PRIVATE EDMOND O'NEILL
ROYAL MUNSTER FUSILIERS
12TH SEPTEMBER 1918 AGE 26
BURIED: QUEANT COMMUNAL CEMETERY BRITISH EXTENSION, FRANCE
Yesterday's casualty died a month later than today's but it took five years for the War Graves Commission to ask Private O'Neill's parents for an inscription as opposed to one year for Private Milner's. Constructing the cemeteries took many years, combing the battlefields, exhuming bodies where necessary, reburying them, acquiring the land, designing the cemeteries - there was no standard style - communicating with the next of kin. In fact it was 1938 before the final memorial to the missing was completed. And then of course the next year was 1939.

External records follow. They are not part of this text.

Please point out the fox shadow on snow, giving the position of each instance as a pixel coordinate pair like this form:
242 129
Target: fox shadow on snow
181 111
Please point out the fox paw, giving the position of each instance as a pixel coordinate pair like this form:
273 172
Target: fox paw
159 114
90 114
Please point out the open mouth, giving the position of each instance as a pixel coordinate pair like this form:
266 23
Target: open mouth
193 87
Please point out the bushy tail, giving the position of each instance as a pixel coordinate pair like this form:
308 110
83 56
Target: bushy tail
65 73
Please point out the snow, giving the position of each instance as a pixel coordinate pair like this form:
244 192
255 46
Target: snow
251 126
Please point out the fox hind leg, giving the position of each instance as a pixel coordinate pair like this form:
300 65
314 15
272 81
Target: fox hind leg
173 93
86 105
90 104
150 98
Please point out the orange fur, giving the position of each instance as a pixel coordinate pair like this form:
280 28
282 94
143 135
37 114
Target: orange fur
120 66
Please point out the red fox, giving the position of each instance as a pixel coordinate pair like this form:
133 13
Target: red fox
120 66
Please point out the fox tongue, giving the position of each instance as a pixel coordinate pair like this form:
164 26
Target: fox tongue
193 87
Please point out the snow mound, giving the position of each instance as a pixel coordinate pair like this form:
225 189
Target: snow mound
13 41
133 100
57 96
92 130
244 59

O'Neill was a volunteer from Ballylongford Co. Kerry. He enlisted in Listowel and went to France in December 1915 serving with the 1st Battalion Royal Munster Fusiliers. On September 2 1918 the battalion took part in the capture of the Drocourt-Queant line.A week later it went into the support trenches near Moeuvres and spent the 8th to the 12th, according to the war diary, undertaking 'various reconnaissances'. Having survived the attack on the Drocourt-Queant line it would appear that O'Neill was killed in one of the 'various reconnaissances'.
His elder brother, Patrick, serving with the 8th Battalion Royal Munster Fusiliers, was killed in action on the Somme on 9 September 1916. His body was never recovered and his is one of the 72,000 names on the Thiepval Memorial to the Missing.